A professional journalist with “big media” here in town asked in an email recently why we focused on the Chronicle so much but ignored the Press.
I thought that was a good question.
We do occasionally refer to the alt-weekly Press as more dinosaur than alternative media these days, but don’t say much else because while the publication isn’t objectionable, it’s also not that interesting.
That was pretty much my answer to my correspondent, along with some examples from the most recent issue.
In the past, publications like the Press and the old Public News were edgy. They’d dig up interesting stuff nobody else would print. Sometimes, in the case of departed columnist Tim Fleck, they’d dig up stuff nobody else would even dig up. They would beat local media to the punch with stories. Basically, they would push the local media. The publications were reliably left-of-center and often cynical, but that wasn’t really their selling point. That they were well-written, hard-hitting, and ahead-of-the-curve was.

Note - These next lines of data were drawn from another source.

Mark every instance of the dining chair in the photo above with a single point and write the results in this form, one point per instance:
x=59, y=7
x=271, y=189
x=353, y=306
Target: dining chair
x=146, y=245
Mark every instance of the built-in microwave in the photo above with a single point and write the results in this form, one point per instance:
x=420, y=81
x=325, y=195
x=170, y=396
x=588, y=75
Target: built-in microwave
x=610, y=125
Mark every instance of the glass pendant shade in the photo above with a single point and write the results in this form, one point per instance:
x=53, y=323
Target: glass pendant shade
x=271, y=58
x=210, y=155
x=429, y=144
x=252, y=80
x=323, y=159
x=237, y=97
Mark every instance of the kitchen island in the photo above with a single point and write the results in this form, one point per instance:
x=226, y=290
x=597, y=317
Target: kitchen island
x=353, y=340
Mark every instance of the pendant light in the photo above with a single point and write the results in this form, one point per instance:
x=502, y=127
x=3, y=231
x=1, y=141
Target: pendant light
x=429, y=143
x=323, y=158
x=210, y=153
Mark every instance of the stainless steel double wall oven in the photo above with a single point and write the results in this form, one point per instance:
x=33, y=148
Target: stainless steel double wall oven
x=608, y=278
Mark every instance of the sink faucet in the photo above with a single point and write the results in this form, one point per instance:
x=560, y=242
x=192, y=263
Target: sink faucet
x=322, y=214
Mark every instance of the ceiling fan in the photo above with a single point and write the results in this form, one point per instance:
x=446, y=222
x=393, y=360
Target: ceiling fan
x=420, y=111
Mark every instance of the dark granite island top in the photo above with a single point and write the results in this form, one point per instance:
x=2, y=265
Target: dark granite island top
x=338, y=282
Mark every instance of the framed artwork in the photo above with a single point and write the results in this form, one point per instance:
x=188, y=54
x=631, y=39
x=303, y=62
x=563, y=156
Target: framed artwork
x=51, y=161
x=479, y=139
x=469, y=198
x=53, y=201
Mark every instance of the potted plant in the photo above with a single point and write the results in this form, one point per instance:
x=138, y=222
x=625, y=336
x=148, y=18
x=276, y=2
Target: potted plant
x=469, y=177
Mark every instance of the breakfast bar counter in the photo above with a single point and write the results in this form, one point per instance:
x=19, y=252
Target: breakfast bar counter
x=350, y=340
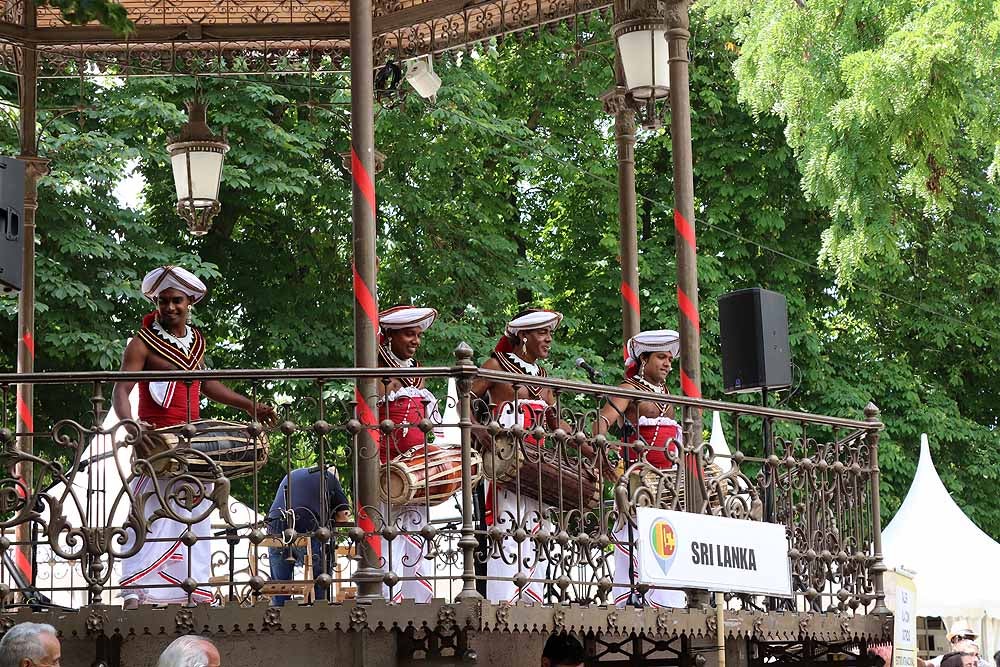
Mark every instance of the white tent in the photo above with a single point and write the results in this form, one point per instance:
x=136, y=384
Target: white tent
x=954, y=561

Looking at the latest Press, though, I see very little of that.
Sarah Fenske’s article on Police Chief Hurtt’s Taser initiative was good work, to be sure, but isn’t really groundbreaking investigative journalism. Regular music columnist John Nova Lomax turns in too many insomnia-curing columns like this one these days. Richard Connelly’s column on the Astros was certainly cynical, but otherwise seemed to be a mean, not to mention mundane, effort by a good writer who seemed bored. His Hair Balls column remains an inadequate replacement for the old News Hostage column he used to do, and too much of the content is largely “olds” that’s already been discussed and put in the grave by local bloggers much earlier. Speaking of bloggers, the column by Catherine Matusow on Matt Mullenweg, local blogger and programmer of some great blogging software very similar to what powers this site, was a nice profile of a good guy. But Matusow squandered an opportunity to turn a run-of-the-mill profile that really missed the mark with its focus on “blogs as fun little social club” into a more interesting article about blogs as a new form of alternative media.

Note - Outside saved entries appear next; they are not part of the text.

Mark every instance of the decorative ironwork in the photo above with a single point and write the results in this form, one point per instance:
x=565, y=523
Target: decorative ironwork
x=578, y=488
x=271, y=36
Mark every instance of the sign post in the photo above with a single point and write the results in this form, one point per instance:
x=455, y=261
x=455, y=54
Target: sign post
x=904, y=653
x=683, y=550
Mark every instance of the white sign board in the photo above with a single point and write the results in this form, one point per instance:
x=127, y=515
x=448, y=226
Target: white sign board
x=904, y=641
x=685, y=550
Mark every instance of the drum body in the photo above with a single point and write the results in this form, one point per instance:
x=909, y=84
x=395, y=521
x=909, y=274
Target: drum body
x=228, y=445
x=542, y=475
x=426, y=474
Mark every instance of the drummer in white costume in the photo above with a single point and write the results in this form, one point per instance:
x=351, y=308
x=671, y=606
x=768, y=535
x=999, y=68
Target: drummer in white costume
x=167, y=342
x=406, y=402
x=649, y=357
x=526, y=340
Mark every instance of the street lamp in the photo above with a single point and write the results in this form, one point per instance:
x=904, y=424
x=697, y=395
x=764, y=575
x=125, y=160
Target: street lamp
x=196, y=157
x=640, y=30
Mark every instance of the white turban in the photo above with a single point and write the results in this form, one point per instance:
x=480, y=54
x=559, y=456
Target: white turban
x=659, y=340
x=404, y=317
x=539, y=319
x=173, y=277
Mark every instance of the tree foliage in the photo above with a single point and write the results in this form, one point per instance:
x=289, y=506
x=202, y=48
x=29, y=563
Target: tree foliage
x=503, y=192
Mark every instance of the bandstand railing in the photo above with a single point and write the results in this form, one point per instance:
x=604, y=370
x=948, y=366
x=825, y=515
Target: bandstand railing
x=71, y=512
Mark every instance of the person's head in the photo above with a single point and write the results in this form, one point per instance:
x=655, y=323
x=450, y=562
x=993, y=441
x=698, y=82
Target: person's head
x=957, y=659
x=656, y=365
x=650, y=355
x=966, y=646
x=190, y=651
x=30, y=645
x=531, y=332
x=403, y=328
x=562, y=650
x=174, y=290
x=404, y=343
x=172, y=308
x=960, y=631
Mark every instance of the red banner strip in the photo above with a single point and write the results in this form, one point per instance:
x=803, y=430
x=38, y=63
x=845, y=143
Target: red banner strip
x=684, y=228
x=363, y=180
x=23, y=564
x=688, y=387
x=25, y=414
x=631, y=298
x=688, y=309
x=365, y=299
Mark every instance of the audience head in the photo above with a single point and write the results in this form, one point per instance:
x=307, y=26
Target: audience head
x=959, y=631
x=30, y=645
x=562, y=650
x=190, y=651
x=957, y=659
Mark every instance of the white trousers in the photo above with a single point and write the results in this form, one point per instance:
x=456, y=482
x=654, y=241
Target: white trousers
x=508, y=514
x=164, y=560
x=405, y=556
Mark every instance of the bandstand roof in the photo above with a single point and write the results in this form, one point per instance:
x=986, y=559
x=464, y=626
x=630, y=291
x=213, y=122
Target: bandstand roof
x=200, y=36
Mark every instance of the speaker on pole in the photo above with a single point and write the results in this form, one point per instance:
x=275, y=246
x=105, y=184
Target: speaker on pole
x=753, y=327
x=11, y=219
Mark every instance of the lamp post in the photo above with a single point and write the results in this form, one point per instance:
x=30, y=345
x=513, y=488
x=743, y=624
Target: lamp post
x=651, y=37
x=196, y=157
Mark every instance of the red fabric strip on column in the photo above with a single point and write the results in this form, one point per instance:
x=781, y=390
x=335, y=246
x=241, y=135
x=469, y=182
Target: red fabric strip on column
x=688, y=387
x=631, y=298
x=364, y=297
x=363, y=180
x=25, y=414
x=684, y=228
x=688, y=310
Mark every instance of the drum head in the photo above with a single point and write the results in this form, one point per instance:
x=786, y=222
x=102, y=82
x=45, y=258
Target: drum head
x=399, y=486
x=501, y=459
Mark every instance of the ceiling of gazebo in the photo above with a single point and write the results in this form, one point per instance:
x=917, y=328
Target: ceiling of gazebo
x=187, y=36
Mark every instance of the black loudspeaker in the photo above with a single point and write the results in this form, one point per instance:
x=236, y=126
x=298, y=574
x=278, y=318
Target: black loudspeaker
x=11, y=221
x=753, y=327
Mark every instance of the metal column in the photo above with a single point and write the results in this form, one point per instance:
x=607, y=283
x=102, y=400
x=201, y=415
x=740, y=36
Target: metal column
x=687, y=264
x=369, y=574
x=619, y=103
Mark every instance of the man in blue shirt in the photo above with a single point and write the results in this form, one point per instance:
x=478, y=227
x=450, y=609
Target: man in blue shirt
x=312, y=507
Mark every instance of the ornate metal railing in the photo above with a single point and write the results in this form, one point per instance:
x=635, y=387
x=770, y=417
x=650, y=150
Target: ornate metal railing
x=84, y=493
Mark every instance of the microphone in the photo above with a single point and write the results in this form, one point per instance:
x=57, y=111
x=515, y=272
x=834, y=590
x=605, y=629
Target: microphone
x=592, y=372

Of course, Robb Walsh is brilliant, almost without fail. He’s the main reason to pick up the thing each week — unless, of course, one is in need of an escort service.
As I concluded in my email correspondence, that’s really not the stuff of interesting media criticism (which is what we like to do here). The Press has become boring and predictable. And it was probably only a matter of time before “alternative” journalism as practiced by New Times would come to resemble the “radio” formula as practiced by Clear Channel/Infinity: targeted to a certain demographic, designed to sell ads, but otherwise not that adventurous, and certainly not outside the mold carefully crafted by the suits in corporate.
Fortunately, weblogs are increasingly assuming that “alternative” niche even as formerly alt publications like the Press become just another part of dinosaur media. Readers, not to mention folks in dinosaur media who are open-minded (like the handful who regularly correspond with us here), are the beneficiaries.